Bu alanda faaliyet gösteren başka dernek olmadığı için kısa zamanda hem mevcut kurumsal yapılarla işbirliği içerisine girerek, hem de etkinliklerimiz vasıtasıyla öğrencilerle tanışma sürecine girerek kısa zamanda öğrencilerle kesişme yolları bulduk. Sonrasında Uluslararası Öğrenci Buluşması etkinliği vesilesiyle de bu öğrencilerle karşılaşma olanağımız var. Bununla birlikte evlerimize de davet etmek suretiyle yakın temasımızın olduğu öğrenciler var. Bunlar yüksek lisans, doktora öğrencileri olup aralarında evli olanlar olabiliyor. Bunlarla iletişimlerimiz aileler düzeyinde oluyor. Onlarla yakın temas kurduğumuz 200 öğrenci olduğu halde, programlarımıza katılmak suretiyle bizimle ilişkilenen öğrenci sayısı yaklaşık bin civarı. Bunların dışında bir de sosyal medyadan bizi takip eden öğrenciler var. Sosyal medya sayfalarımızdaki istatistiklere göre yaklaşık 2500 öğrenci de bizi oradan takip ediyor. İzmir ölçeğinde bakıldığında buradaki öğrencilerin hepsine ulaşamamışız ama en azından bunların önemli bir kısmı bizim çalışmalarımızdan haberdar.
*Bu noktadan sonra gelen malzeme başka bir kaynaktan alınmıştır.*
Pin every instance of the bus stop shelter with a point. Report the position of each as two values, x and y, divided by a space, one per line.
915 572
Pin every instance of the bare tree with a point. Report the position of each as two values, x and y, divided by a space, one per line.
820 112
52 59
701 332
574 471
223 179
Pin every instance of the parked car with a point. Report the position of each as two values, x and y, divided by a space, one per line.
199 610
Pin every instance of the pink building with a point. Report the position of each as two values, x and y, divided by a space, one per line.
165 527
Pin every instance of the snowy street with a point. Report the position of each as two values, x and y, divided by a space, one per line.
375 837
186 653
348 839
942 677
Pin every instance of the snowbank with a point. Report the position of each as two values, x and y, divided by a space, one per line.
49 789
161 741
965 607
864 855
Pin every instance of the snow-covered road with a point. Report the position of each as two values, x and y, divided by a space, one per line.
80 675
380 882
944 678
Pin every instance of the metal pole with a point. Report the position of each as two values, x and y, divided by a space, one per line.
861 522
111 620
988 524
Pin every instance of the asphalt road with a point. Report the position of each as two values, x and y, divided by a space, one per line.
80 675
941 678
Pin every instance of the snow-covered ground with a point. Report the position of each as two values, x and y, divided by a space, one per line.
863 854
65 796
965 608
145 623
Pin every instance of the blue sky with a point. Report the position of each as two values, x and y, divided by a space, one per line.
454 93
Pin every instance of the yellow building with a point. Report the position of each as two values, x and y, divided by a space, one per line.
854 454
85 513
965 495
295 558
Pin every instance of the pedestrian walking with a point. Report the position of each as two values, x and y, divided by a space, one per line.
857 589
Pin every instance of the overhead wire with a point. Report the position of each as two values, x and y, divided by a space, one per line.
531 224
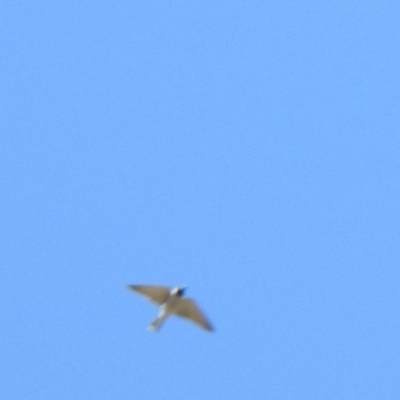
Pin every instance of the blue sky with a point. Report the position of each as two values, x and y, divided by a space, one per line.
248 150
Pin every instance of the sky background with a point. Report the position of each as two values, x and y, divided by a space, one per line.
248 150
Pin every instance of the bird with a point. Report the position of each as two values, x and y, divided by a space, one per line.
172 302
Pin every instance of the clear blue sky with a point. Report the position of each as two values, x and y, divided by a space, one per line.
248 150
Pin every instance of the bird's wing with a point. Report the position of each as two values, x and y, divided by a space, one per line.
156 294
187 308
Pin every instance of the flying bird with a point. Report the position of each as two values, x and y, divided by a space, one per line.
171 302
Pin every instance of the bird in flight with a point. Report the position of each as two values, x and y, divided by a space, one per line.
172 302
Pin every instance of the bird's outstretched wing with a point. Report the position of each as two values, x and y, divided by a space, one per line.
156 294
187 308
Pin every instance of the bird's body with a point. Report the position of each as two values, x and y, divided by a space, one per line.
171 302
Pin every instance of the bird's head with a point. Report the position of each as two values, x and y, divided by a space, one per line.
179 291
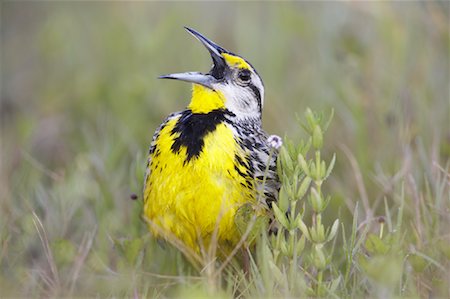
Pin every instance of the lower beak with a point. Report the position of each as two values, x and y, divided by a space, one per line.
193 77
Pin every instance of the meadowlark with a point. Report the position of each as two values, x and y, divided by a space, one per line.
212 158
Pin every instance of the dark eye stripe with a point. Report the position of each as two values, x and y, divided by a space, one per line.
257 94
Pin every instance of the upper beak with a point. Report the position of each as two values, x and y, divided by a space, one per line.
216 73
194 77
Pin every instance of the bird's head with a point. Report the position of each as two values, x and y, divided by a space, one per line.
231 84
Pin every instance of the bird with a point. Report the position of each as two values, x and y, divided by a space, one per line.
213 158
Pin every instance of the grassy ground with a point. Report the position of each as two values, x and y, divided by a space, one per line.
80 102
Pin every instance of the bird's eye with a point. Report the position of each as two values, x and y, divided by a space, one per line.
244 76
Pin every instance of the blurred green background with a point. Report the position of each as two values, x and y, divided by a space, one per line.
80 102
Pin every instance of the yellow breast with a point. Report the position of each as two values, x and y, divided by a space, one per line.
192 199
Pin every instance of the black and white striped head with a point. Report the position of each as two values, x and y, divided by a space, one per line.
232 77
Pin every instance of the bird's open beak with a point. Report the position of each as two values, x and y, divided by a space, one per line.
219 65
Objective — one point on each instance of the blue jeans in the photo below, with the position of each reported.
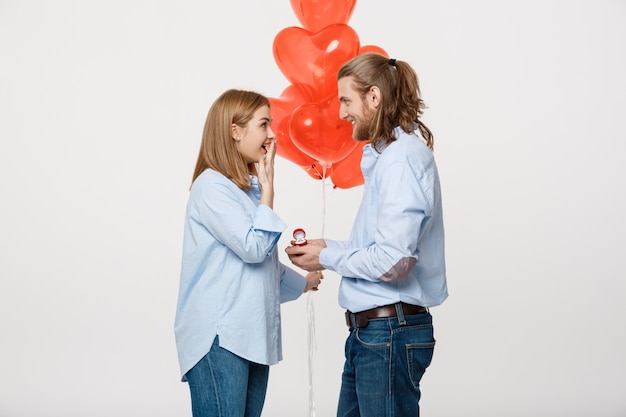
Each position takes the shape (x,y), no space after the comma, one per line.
(384,364)
(224,385)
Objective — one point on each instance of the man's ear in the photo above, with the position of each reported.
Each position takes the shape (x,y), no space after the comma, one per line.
(373,97)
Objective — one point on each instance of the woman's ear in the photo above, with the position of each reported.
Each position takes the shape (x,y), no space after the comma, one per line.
(234,132)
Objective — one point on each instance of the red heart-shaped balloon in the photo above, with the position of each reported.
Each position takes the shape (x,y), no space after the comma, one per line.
(311,60)
(282,108)
(317,130)
(317,14)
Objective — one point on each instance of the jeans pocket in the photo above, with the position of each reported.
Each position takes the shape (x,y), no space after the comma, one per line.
(419,356)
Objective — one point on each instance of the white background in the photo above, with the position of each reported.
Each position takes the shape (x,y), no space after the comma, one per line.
(102,105)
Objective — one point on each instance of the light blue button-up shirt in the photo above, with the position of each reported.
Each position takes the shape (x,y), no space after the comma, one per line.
(231,281)
(396,248)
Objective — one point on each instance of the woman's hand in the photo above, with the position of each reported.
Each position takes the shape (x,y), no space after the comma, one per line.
(265,168)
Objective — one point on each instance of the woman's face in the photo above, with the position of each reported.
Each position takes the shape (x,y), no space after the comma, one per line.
(252,140)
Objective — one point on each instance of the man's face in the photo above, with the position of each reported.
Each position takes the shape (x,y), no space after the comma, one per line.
(354,109)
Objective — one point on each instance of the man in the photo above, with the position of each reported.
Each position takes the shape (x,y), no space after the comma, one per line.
(393,265)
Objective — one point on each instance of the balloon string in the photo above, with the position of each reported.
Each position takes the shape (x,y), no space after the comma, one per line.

“Biz kocaman bir insanlık ailesiyiz”

-Ne tür faaliyetleriniz var ve sizinle ilişkilenmenin misafir öğrenciler açısından ne gibi avantajları var?

Az önce bahsettiğim son üç yıldır yürüttüğümüz “Akademik Destek Programı” faaliyetimiz var. Bununla birlikte yine her yıl düzenli olarak yaptığımız “Misafir Öğrenci Buluşması” etkinliği yapıyoruz. Rutin çalışma süreçlerimiz içerisinde de çevre illeri tanımaya dönük oralardaki tarihi yerlere geziler yapıyoruz, piknik organizasyonları, futbol ve satranç turnuvaları gerçekleştiriyoruz. Bu alanda çalıştığımız derneklerle işbirliği içerisinde hem oradan gelen öğrencileri ağırlama imkânı buluyoruz, hem de buradan başka bir ile giden öğrencimizi orada bulunan derneklere yönlendiriyoruz. Aynı zamanda da farklı illerde çalışma yapan bu derneklere öğrencilerimizi yönlendirmeye çalışıyoruz.

Kuşkusuz bu süreçler misafir öğrencilerin kendi aralarında da tanışıklık geliştirmelerine vesile olduğu gibi, bir sonraki dönemde kendi ülkesinden buraya gelecek olan öğrencilerin varlığından haberdar oluyorlar.

Yeni gelen öğrenciler açısından da bakılacak olursa, kendisinin ta havaalanından karşılanarak diğer süreçlerinde de eşlik edilmesi, ilk aylardaki acemiliğini aşması konusunda memnuniyet verici oluyor. Çünkü bu öğrenciler çok doğal olarak zihninde bazı endişelerle geliyor. Sonraki süreçlerde adaptasyon sürecine girilip ilişkimiz nitelikli bir hal alıyor ki; zaten derneğimizin en öncelikli amacı da bu.

Bursu olan ve olmayan, burslu olduğu halde bazı sağlık sorunları başta olmak üzere birçok sorunlarının çözümüne katkıda bulunmaya, bunları gidermeye çalışıyoruz. Sonuçta biz kocaman bir insanlık ailesiyiz bir de sözünü ettiğimiz ortak değerler var. Dolayısıyla mümkün olduğu kadar kapılarımızı açık tutmaya çalışıyoruz. Bu alanda çalışan dernekler olarak şehrimize gelen misafir öğrenciler, kapılarını çalabilecekleri bir “adres” olarak görülmeyi amaçlıyoruz.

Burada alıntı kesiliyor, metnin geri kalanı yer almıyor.